Rolly’s prefered term for those without power is losers. The winners are those with easy access to power.

“The Utah Legislature is filled each year with what I would call the winners and the losers,” says Rolly. The comparison might seem blunt, but it is true.

In this state, according to Rolly, losers are usually Democrats, and winners are usually Republicans. Losers usually favor issues that disproportionately concern the poor and disempowered. And winners usually favor the rich and corporate interests. Power seeks power. He might have added, but didn’t, that losers are usually poor and winners are usually rich.

In fact, the connection between winning power and gaining money is durable enough to be a social law. And even in America’s more transparent and fair democracy, money still wins.

But that’s not to say that power and money are always associated. Rolly points to Utah Moms for Clean Air as a good example of a powerless group that has managed to gain a little influence. Granted, air quality has finally become the issue du jour–and Utah Moms has been hammering at it when it wasn’t a popular talking point, but their ability to finally drive people toward an issue is commendable. Other organizations, like HEAL and the Utah Physicians group, have also brought significant attention to the problem of clean air.

Earlier this week, a group of LGBT activists gathered to protest the Senate’s inaction on SB100. It was an escalation of the blue notes that were taped last week on the Senate doors, a plea for Senators to debate publicly–not in a closed caucus–the non-discrimination bill. Like the clean air supporters, this group of people doesn’t have much power. But they are good at drawing attention to power.

But drawing attention to issues (which the powerless are good at doing), doesn’t mean change is happening. In a case study in opposites, it is worth noting that the powerful aren’t so good at drawing attention to issues, and with good reason. In fact, their main concern is keeping attention away from issues. But this is why stricter lobbying rules and campaign finance laws are necessary.

That’s why we support Sen. Todd Weiler’s bill that would require disclosure for what he calls “dark consulting.” Namely, if you have an expert helping you, even if you aren’t paying them, you ought to disclose that relationship. Donated time is a valuable asset to a campaign and can play a big role in its success or failure. By not requiring disclosure of that time, this valuble asset is hidden from voters’ views despite its possible influence on the outcome.

Bills like this are important because they level the playing field by allowing the attention the powerless bring to issues to translate into legislative action.
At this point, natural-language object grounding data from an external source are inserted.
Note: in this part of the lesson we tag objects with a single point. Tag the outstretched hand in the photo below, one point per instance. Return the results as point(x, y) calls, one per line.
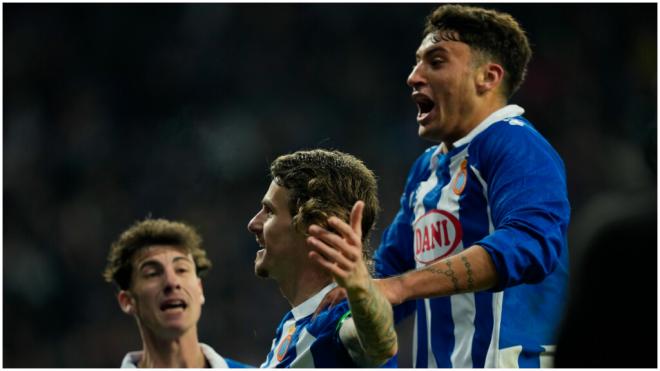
point(341, 253)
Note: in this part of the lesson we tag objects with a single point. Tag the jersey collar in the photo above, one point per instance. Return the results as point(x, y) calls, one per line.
point(511, 110)
point(309, 306)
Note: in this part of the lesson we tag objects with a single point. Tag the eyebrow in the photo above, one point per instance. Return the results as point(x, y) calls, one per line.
point(430, 50)
point(151, 262)
point(267, 203)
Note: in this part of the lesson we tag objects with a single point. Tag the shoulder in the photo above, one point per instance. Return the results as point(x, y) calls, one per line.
point(507, 132)
point(512, 138)
point(422, 166)
point(214, 359)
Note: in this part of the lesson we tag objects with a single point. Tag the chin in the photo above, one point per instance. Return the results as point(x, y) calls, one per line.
point(427, 133)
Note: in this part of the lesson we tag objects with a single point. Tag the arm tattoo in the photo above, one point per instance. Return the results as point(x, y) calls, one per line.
point(468, 268)
point(372, 314)
point(451, 274)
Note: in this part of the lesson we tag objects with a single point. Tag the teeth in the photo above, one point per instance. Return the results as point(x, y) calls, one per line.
point(173, 304)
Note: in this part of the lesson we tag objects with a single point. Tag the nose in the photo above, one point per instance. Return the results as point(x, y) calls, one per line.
point(256, 223)
point(416, 77)
point(172, 280)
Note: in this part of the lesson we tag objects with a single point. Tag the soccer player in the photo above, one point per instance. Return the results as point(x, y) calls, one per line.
point(157, 265)
point(478, 247)
point(314, 187)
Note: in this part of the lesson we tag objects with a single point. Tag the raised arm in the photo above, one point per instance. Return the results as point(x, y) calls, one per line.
point(471, 270)
point(369, 335)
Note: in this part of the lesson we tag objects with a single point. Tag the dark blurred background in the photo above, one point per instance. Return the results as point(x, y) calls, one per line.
point(116, 112)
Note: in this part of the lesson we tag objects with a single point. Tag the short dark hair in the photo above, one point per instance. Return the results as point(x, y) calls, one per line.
point(488, 31)
point(150, 232)
point(324, 183)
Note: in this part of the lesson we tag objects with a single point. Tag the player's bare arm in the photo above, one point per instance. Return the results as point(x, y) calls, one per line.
point(369, 336)
point(471, 270)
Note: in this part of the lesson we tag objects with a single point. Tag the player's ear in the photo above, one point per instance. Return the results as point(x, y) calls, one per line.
point(489, 77)
point(126, 302)
point(201, 291)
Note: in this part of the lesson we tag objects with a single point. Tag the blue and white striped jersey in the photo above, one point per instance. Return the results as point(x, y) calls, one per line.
point(502, 187)
point(303, 341)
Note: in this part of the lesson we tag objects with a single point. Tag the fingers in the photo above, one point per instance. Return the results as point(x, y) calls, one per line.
point(333, 268)
point(352, 232)
point(356, 218)
point(330, 254)
point(332, 298)
point(335, 242)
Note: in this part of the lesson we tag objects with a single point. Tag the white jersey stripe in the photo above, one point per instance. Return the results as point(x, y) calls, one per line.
point(431, 357)
point(492, 357)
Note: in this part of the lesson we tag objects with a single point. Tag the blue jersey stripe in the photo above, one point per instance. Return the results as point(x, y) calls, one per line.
point(421, 360)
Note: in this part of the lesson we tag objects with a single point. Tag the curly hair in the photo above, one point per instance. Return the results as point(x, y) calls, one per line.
point(150, 232)
point(324, 183)
point(495, 34)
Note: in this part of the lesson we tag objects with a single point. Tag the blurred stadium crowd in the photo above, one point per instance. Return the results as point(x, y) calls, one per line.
point(116, 112)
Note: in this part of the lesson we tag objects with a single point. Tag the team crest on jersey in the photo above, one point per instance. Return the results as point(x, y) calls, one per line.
point(460, 179)
point(437, 234)
point(280, 353)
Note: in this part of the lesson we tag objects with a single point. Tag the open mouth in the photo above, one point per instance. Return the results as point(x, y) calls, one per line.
point(173, 304)
point(425, 106)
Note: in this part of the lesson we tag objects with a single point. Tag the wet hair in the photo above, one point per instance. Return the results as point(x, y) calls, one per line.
point(151, 232)
point(493, 34)
point(324, 183)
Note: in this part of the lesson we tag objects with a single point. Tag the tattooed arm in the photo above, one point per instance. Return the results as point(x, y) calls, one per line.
point(471, 270)
point(369, 335)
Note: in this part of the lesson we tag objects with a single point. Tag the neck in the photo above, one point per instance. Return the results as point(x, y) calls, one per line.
point(475, 116)
point(180, 352)
point(298, 289)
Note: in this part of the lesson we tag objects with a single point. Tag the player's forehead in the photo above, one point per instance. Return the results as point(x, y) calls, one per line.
point(161, 254)
point(443, 42)
point(276, 196)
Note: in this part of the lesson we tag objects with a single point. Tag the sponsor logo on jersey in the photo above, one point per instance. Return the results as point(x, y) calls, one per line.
point(437, 234)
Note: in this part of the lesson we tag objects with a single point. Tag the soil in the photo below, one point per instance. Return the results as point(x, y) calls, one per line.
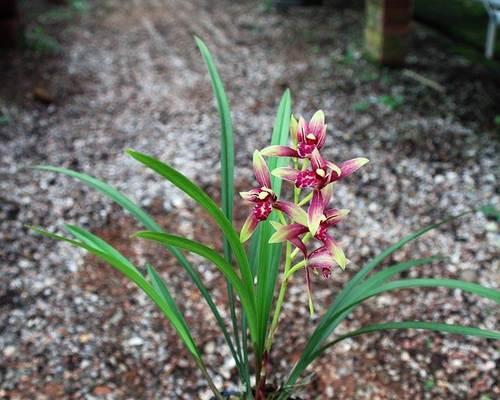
point(127, 74)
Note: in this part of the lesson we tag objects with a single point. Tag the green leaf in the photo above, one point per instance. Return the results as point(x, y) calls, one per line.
point(245, 294)
point(134, 276)
point(227, 146)
point(387, 273)
point(340, 314)
point(200, 197)
point(474, 288)
point(327, 324)
point(161, 288)
point(430, 326)
point(376, 261)
point(140, 215)
point(268, 261)
point(227, 175)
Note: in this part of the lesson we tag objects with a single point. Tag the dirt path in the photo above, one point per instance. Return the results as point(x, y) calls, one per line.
point(130, 76)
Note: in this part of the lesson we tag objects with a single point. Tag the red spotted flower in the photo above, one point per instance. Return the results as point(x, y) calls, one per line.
point(265, 200)
point(319, 220)
point(321, 172)
point(306, 136)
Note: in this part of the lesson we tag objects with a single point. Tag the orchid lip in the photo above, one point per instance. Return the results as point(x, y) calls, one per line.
point(320, 172)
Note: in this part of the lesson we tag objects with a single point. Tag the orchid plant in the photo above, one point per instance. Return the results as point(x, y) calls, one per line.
point(287, 234)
Those same lobbying rules force attention onto the activities of the powerful, and allow conversations to occur that could be instrumental in stopping some of their more nefarious activities.

As always, the difference between winning and losing, between power and a lack thereof, are not always obvious. But ensuring that lobbyist actions happen in the light of day is one sure way of making sure that difference is a little bit smaller.